It’s often said that Japan was slow to smartphones, with tens of millions of flip phone users long unconvinced of the benefits of iPhone and Android. It’s less often pointed out that those flip phones were miraculous in their own way, seamlessly integrated into Japanese society with features that people in the West could only dream of. And it’s even less often mentioned that Japan has had slick, advanced pocket computers since the ‘90s.
If I’d been using an advanced flip phone and a Sharp Zaurus for a decade, I might have been less convinced by the iPhone’s charms, too. Sharp was one of the preeminent makers of early PDAs, with its Zaurus range (pronounced “zow-rus” in Japanese, though still intended to connote the strength of a dinosaur) achieving a reasonable level of popularity around the globe. The models that made it to the US in the ‘90s, however, usually featured monochrome displays and keyboards — the MI series that you see an example of here remained Japan-exclusive.
This is the Zaurus MI-C1 Personal Mobile Tool. It was released in November 1999 and cost 92,400 yen (about $900 today); the slot-in digital camera card went for 25,200 yen ($240). (I paid 3,000 yen ($29) for the pair last week.) It runs Sharp’s own ZaurusOS, has a 32-bit RISC processor, 8MB of RAM and storage, and a large color TFT screen.
The screen was the main selling point of the MI series; 1996’s MI-10 was the first PDA with a color screen, and the MI-C1’s 640 x 480 panel was said to be anti-reflective for better ease of use outdoors. It does look pretty great outside in the sun, but the lack of backlight means it’s very hard to use inside.
The MI-C1 was expensive considering its plastic build, but I’m surprised at how nice it looks and feels today. It’s easily pocketable at 136 x 80 x 15.5mm, and is reasonably light at 180g. The battery gives you up to 16 hours of use, according to Sharp, though comparing that to modern devices with screens you can actually see in the dark isn’t quite fair.
What could you do in those 16 hours? A lot of what you can do with a smartphone today. If you tethered the MI-C1 to a phone, or hooked it up to its own dedicated modem, you got access to a web browser (HTML 3.2-compliant!), email, and news services. You could dock it with a PC and sync data from Outlook and Excel. There was all the built-in PDA software you’d expect, like a notes app with handwriting recognition, a dictionary, an address book (and a separate app to emulate business cards), a planner, and so on. The MI-C1 even has a version of the exact same train timetable app I use on iOS and Android today.
The CE-AG06 digital camera card was also pretty cool. It only took pictures in 640 x 480 VGA resolution, but you had full manual focus control by twisting the lens, and the camera itself could pivot 180 degrees for some ‘90s selfie action. It also plugged right into the M1-C1’s CompactFlash slot, meaning you could get the photos off it the same way you would have with most other cameras at the time.
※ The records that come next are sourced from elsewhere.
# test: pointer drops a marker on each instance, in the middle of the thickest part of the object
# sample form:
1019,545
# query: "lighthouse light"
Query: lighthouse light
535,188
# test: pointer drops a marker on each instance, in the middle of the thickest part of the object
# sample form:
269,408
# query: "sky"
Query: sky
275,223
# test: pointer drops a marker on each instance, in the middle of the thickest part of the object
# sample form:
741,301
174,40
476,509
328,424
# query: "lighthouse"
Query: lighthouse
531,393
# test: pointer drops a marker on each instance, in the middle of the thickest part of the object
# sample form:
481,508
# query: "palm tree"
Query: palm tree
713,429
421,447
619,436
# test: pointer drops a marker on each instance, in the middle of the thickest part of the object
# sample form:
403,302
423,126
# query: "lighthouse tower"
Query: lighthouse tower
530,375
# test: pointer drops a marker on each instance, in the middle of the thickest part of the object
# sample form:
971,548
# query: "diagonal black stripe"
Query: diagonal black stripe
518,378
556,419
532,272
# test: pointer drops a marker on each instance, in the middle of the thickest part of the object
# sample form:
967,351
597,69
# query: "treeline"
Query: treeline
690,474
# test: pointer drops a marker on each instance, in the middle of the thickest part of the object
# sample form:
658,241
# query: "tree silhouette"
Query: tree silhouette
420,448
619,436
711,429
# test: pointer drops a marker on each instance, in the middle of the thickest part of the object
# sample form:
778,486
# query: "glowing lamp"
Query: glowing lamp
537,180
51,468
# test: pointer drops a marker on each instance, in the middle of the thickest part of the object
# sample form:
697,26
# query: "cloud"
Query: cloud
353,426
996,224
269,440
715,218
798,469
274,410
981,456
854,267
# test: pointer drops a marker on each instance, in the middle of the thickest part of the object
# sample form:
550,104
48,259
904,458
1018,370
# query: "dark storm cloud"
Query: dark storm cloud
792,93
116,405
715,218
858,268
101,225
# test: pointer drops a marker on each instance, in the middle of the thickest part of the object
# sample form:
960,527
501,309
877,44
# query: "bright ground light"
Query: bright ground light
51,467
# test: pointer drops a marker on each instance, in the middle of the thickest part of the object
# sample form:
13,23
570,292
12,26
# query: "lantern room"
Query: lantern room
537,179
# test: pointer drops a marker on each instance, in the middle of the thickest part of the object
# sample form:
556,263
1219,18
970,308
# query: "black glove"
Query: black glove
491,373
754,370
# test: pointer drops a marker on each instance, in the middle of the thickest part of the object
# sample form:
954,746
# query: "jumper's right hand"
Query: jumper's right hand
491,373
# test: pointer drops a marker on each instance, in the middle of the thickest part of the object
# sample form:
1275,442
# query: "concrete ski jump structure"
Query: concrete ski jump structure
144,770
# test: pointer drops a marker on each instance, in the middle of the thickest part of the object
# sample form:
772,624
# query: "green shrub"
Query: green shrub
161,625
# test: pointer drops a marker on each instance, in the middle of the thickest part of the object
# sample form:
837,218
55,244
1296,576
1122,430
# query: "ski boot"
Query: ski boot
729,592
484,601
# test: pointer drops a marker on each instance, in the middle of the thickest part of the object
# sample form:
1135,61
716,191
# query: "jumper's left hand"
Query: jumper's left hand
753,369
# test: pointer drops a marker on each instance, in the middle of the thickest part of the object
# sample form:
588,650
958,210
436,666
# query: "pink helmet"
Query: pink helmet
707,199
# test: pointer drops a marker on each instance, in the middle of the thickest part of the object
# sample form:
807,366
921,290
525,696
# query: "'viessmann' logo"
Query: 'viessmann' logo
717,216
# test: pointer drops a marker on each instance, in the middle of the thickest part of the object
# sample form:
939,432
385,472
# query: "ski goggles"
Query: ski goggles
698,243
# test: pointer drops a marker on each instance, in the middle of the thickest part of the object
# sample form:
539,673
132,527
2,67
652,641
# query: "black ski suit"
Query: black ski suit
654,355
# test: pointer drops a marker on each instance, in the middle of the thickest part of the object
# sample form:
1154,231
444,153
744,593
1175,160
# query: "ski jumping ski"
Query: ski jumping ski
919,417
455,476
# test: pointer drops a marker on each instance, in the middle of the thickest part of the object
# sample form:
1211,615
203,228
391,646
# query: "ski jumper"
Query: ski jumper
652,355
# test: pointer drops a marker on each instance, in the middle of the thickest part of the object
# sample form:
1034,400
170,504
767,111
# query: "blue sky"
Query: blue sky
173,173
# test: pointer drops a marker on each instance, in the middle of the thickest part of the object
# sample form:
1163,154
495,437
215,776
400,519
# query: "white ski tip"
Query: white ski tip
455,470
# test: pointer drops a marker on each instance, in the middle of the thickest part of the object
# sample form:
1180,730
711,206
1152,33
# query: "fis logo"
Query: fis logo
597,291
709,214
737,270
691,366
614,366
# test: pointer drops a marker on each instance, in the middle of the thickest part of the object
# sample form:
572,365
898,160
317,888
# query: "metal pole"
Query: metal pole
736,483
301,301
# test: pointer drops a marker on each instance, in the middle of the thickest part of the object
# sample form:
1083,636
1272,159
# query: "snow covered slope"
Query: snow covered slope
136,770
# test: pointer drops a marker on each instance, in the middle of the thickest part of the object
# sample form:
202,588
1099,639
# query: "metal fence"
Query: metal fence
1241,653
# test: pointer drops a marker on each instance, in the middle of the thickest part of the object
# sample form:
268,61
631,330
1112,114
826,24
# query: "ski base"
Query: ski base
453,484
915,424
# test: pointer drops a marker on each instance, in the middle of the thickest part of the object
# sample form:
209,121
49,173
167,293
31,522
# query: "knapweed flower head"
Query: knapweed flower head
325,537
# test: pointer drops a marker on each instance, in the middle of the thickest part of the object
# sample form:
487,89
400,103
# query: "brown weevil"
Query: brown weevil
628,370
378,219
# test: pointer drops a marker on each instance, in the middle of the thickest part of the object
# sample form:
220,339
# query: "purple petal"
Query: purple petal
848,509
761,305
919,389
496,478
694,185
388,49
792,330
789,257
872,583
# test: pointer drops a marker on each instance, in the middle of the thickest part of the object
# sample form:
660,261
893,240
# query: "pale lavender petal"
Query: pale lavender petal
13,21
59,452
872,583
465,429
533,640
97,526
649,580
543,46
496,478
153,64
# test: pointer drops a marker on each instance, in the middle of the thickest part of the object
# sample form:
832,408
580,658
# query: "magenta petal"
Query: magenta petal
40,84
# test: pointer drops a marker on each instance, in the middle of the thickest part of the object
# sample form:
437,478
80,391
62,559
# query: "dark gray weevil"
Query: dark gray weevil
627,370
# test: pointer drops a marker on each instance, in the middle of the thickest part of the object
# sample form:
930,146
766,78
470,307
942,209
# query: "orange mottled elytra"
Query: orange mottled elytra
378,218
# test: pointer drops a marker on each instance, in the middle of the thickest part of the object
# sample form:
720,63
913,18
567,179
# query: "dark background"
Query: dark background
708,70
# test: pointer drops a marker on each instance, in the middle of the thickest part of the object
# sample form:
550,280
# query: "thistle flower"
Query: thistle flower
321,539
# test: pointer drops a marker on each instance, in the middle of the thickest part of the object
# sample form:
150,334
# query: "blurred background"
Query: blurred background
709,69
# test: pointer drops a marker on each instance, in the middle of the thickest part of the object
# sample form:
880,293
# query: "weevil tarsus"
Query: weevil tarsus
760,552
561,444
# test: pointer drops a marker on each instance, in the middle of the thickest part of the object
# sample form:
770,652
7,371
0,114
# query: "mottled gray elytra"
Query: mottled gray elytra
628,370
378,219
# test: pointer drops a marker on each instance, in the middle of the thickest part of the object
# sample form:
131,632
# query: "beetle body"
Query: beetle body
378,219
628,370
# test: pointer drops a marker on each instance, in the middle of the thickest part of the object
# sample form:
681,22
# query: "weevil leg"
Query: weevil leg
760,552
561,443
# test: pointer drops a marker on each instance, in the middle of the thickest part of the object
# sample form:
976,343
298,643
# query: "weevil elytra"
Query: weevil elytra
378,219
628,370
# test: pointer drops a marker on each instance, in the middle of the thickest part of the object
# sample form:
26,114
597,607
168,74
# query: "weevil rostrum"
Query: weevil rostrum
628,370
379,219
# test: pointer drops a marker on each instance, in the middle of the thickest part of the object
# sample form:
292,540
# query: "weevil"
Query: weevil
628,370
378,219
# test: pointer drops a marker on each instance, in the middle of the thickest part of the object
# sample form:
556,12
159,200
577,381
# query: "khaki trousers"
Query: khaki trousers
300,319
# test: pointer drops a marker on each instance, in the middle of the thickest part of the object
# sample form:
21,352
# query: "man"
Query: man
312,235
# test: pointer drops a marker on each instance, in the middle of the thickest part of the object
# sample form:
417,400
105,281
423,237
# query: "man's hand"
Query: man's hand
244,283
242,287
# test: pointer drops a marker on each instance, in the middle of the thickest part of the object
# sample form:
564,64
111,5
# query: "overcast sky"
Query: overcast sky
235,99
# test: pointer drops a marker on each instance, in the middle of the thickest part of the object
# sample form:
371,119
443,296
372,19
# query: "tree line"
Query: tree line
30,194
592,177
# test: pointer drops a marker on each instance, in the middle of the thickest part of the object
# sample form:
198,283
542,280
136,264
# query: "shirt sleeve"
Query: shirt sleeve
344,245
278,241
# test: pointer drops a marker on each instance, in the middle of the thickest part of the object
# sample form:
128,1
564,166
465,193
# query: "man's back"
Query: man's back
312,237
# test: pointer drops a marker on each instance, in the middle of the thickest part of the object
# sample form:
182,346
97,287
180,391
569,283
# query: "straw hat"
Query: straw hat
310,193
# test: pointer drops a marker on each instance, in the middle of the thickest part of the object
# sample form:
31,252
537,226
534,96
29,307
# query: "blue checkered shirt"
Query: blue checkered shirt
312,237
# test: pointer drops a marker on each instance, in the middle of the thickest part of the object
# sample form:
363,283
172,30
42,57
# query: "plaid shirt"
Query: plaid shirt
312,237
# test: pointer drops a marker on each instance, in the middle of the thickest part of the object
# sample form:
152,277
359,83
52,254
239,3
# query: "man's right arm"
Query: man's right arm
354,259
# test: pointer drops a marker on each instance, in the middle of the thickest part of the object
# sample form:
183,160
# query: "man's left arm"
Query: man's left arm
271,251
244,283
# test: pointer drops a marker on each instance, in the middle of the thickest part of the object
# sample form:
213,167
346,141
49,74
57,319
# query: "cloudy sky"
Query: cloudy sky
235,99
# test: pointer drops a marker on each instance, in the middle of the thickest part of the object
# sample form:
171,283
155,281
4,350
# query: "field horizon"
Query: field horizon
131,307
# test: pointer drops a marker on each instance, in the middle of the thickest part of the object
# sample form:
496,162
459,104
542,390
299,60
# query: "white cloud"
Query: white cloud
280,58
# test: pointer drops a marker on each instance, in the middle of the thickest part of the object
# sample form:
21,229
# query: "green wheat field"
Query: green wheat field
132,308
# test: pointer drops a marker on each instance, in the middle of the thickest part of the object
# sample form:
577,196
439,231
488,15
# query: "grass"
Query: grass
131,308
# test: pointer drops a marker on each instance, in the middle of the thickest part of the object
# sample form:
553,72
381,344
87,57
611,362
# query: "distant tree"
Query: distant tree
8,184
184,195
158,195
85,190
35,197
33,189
The MI-C1 is a really impressive device for what it is, and it does make me wonder why, if Sharp saw the potential of high-end touchscreen pocket computing this early, it didn’t make serious moves into the smartphone market before the ship had already sailed. Perhaps it didn’t want to cannibalize its flip phone and PDA businesses, being a serious player in both markets around the turn of the millennium. Or maybe the issue was software; Sharp turned to Linux and then Windows Mobile for its later Zaurus models, and it’s hard to see the company returning with a proprietary operating system that would have garnered the same level of support as iOS or Android.
The Zaurus line ended production in 2008, but Sharp returned the next year with the NetWalker series, a spiritual successor to the Zaurus with keyboard and touch models running Ubuntu. That didn’t last too long, and now Sharp makes Android phones, mostly for the Japanese market and occasionally with standout features like the bezelless Aquos Crystal or the bizarre bipedal RoboHon.
Oh, and it still makes flip phones, too.